FIGURE 1.

From a living fluorescent biological sample to an embedded specimen for light and electron microscopy, pitfalls and trade-offs. (A) Living matter is essentially composed of water and proteins, lipids and carbohydrates. Protein functions are related to their structural shape, supported by several scaffolding proteins. (B) During chemical fixation the sample is immobilized by cross-linking. The fixative, mostly aldehyde compounds, creates bonds between proteins, lipids and carbohydrates. Diffusion and fixation efficiency is affected by the sample’s density and the pH of local sub-compartments. (C) In the following dehydration in increasing concentrations of solvent, unbound fixative is progressively eluted together with the water bound in the sample. (D) The solvent is then progressively replaced by resin and polymerization is initiated (by heat or UV polymerization). Depending on the type of resin, chemical bonds can be formed between sample and resin, which provide complementary fixation. (E) Physical fixation, on the other hand, instantaneously and homogeneously immobilizes the entire sample, going from a hydrated living state (H₂OL) to a cryo-immobilized state (H₂OS) in a matter of milliseconds.
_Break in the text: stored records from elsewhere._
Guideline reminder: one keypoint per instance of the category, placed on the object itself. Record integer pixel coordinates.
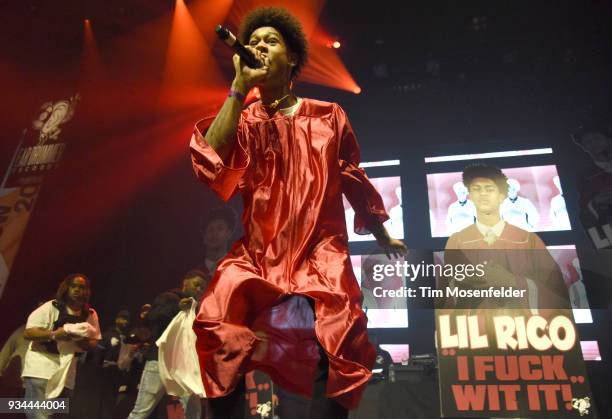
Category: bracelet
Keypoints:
(236, 94)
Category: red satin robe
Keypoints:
(291, 172)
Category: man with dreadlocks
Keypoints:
(291, 159)
(57, 330)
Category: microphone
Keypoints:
(231, 41)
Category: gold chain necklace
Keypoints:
(277, 102)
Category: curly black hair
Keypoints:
(486, 171)
(288, 26)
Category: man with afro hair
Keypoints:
(291, 159)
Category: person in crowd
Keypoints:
(164, 308)
(57, 330)
(216, 228)
(110, 376)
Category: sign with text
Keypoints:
(511, 363)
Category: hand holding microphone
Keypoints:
(250, 67)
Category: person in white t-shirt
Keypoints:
(462, 212)
(57, 330)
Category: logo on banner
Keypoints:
(40, 151)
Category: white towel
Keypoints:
(179, 367)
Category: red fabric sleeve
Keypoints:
(223, 177)
(363, 197)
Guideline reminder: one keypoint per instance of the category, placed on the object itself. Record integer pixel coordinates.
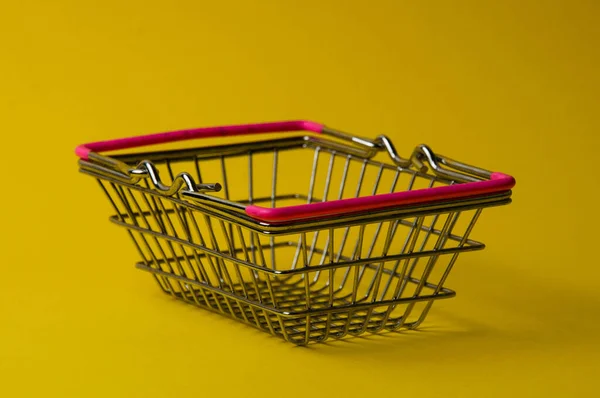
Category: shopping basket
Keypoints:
(310, 236)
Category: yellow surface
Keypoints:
(511, 86)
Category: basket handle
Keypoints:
(84, 150)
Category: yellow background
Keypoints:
(508, 85)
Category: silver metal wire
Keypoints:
(305, 281)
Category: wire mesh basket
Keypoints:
(308, 237)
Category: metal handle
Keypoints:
(89, 154)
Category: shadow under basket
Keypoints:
(307, 237)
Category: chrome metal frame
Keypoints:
(306, 280)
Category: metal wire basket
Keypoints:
(322, 235)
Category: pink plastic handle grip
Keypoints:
(84, 150)
(498, 183)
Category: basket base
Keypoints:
(320, 323)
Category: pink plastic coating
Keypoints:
(498, 183)
(205, 132)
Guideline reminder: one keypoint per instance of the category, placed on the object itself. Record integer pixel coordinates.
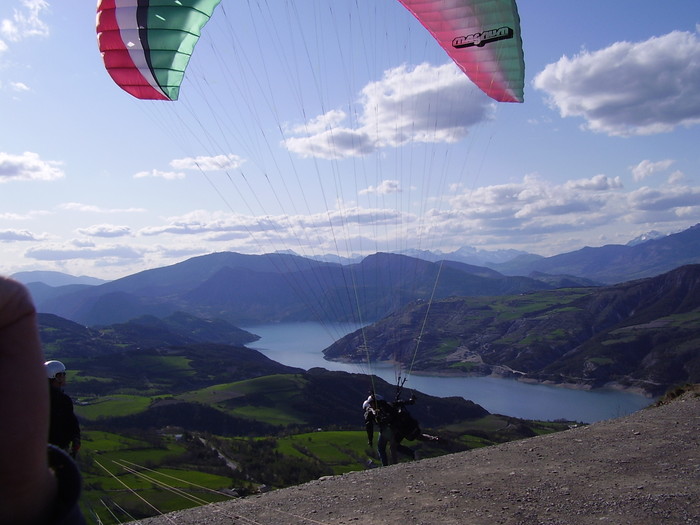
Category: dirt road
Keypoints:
(637, 470)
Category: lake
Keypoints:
(301, 344)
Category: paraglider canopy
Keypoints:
(147, 44)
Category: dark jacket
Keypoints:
(63, 428)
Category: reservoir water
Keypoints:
(301, 344)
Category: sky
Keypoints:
(342, 128)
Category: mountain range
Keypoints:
(643, 334)
(252, 289)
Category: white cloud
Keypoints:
(28, 166)
(113, 253)
(19, 86)
(208, 163)
(595, 183)
(384, 188)
(423, 104)
(105, 230)
(158, 174)
(25, 23)
(647, 168)
(629, 88)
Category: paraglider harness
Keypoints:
(394, 414)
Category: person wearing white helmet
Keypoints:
(36, 487)
(64, 430)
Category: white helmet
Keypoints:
(53, 368)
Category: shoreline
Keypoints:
(523, 378)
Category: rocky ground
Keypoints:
(640, 469)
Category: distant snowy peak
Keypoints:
(649, 236)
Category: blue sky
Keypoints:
(342, 129)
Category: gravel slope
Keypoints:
(640, 469)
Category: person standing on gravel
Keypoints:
(64, 430)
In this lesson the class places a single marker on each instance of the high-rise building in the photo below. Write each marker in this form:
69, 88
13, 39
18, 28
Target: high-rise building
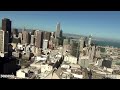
74, 48
6, 26
4, 42
45, 44
57, 34
15, 32
81, 44
32, 40
25, 37
20, 35
38, 38
46, 35
89, 40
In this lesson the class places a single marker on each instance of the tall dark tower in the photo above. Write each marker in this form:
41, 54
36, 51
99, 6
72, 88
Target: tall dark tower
58, 31
6, 26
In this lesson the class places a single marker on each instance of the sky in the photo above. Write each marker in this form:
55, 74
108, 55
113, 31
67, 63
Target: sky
98, 23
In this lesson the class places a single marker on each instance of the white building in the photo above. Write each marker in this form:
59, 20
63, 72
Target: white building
21, 73
46, 67
45, 44
71, 59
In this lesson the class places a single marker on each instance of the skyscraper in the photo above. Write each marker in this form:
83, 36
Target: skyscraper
15, 32
57, 34
25, 37
46, 35
3, 41
89, 40
38, 38
6, 26
81, 44
32, 40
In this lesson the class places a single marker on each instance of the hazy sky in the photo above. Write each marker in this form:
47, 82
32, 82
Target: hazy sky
98, 23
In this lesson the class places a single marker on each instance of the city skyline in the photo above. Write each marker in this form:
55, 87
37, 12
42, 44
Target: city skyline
98, 23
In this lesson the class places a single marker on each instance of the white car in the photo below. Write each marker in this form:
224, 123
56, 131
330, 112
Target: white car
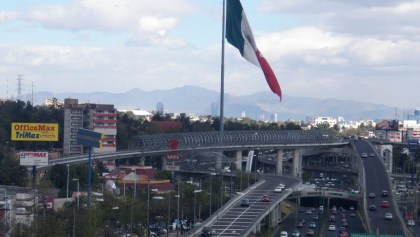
331, 227
411, 223
278, 189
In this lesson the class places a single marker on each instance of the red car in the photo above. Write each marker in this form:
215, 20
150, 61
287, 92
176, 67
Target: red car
384, 204
265, 198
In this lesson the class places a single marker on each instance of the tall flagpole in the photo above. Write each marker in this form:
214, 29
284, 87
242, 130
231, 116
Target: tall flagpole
222, 72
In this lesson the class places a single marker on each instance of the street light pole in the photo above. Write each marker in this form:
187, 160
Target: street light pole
148, 203
78, 192
195, 201
169, 213
68, 172
132, 205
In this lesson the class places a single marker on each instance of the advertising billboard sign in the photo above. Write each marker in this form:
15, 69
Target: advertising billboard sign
33, 158
387, 125
34, 132
172, 156
172, 167
89, 138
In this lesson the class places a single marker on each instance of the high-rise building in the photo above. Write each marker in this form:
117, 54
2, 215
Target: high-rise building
159, 108
214, 109
101, 118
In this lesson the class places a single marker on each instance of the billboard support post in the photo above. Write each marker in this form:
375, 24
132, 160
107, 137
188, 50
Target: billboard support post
33, 176
89, 138
89, 173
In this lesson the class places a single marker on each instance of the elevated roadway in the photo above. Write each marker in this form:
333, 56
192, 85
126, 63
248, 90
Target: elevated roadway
234, 220
377, 179
153, 145
160, 144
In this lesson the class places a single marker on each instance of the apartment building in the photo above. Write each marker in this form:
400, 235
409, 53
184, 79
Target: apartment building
325, 120
101, 118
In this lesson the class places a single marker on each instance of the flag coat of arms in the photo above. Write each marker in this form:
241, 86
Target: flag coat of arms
239, 34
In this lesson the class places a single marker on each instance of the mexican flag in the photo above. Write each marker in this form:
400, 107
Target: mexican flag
239, 34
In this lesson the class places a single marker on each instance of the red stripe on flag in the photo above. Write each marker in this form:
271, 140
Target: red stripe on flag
269, 74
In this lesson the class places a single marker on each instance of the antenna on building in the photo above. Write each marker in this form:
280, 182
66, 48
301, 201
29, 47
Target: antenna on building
19, 89
7, 88
397, 116
32, 94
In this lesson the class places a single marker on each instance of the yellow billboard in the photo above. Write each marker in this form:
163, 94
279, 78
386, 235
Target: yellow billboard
34, 132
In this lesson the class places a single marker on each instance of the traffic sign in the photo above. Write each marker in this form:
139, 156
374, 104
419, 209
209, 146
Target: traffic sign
413, 145
89, 138
172, 167
173, 156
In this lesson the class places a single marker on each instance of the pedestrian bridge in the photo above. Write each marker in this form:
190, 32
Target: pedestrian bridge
160, 144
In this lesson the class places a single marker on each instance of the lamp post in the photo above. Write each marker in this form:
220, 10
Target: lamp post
148, 203
68, 172
211, 190
124, 182
177, 214
169, 213
78, 192
132, 204
195, 201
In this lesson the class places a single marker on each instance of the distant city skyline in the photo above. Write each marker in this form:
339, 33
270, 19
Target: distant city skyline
365, 51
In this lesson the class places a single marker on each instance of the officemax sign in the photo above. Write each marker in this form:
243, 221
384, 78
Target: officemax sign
33, 158
34, 132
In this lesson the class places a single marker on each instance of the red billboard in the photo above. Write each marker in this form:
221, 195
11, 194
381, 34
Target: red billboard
387, 125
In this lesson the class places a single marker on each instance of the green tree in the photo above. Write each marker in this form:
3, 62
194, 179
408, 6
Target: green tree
11, 173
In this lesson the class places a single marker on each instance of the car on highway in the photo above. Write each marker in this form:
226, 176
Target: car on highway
388, 216
372, 207
278, 189
411, 223
310, 232
344, 234
245, 202
296, 233
265, 198
385, 204
207, 231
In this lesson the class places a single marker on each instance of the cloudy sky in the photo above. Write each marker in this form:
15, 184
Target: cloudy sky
360, 50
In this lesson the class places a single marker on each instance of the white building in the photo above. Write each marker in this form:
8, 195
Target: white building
325, 120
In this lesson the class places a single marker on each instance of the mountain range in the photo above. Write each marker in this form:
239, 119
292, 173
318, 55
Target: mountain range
200, 101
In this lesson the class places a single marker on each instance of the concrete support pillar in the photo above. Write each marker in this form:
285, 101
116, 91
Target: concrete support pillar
279, 163
296, 163
219, 159
249, 160
141, 161
164, 162
274, 217
238, 160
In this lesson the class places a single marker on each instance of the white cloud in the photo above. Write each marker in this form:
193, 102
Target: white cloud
107, 15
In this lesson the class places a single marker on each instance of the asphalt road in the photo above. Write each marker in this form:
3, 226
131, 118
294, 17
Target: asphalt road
376, 180
237, 219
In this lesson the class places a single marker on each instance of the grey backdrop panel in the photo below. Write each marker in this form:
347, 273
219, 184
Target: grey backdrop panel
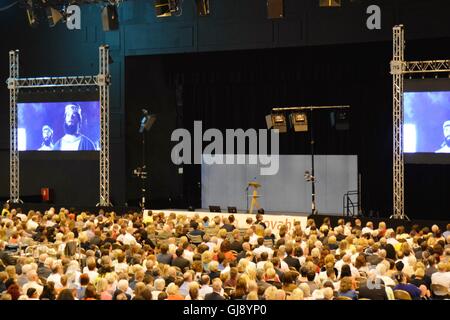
287, 191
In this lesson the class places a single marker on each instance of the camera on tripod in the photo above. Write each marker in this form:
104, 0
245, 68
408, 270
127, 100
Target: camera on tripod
309, 177
140, 172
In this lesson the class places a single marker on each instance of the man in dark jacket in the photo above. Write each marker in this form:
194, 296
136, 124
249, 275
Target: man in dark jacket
290, 260
217, 291
179, 261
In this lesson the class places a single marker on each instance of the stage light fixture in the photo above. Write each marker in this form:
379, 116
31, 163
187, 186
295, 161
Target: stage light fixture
202, 7
329, 3
110, 18
277, 121
340, 120
232, 210
299, 121
31, 14
53, 16
214, 209
275, 9
167, 8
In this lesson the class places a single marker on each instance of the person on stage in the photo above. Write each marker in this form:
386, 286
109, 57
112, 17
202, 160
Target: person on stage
445, 146
73, 140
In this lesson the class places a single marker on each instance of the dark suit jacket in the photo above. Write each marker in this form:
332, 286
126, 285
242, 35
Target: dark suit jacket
374, 259
181, 263
214, 296
228, 227
292, 262
372, 294
7, 259
236, 246
164, 258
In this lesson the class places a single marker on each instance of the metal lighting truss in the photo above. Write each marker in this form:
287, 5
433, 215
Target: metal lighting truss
13, 148
102, 81
400, 67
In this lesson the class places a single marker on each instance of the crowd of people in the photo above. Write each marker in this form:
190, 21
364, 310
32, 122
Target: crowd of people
63, 255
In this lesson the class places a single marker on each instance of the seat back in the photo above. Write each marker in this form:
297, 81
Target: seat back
196, 239
439, 290
402, 295
343, 298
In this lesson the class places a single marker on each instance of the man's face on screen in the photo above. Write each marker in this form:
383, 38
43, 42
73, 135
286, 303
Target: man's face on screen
447, 134
72, 120
46, 134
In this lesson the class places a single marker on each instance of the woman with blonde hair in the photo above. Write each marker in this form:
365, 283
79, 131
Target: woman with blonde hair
221, 236
297, 294
207, 257
250, 270
270, 293
346, 288
102, 289
252, 296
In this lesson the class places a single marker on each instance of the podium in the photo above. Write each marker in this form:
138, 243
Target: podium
254, 203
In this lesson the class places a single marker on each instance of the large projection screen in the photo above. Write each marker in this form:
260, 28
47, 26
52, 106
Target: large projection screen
287, 191
427, 121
Ice crystal growth resulting in damage of the ultrastructure is prevented and the water molecules remain in place. (F) The vitrified specimen is dehydrated in solvent at −90°C. The solvent substitutes the solid water, molecule by molecule. If chemical fixatives are added, these are simultaneously diffused into the specimen. These fixatives become active only above −60°C. (G) Graphical legend. (H) The CLEM in-resin fluorescence paradigm. Moving from the living, fluorescent sample to the ideal fixed electron microscopy material inevitably causes fluorescent protein quenching. The ideal IRF protocol is a compromise between acceptable fluorescence loss to identify the protein of interest after resin embedding, and adequate ultrastructure preservation and imaging contrast to achieve exploitable EM images.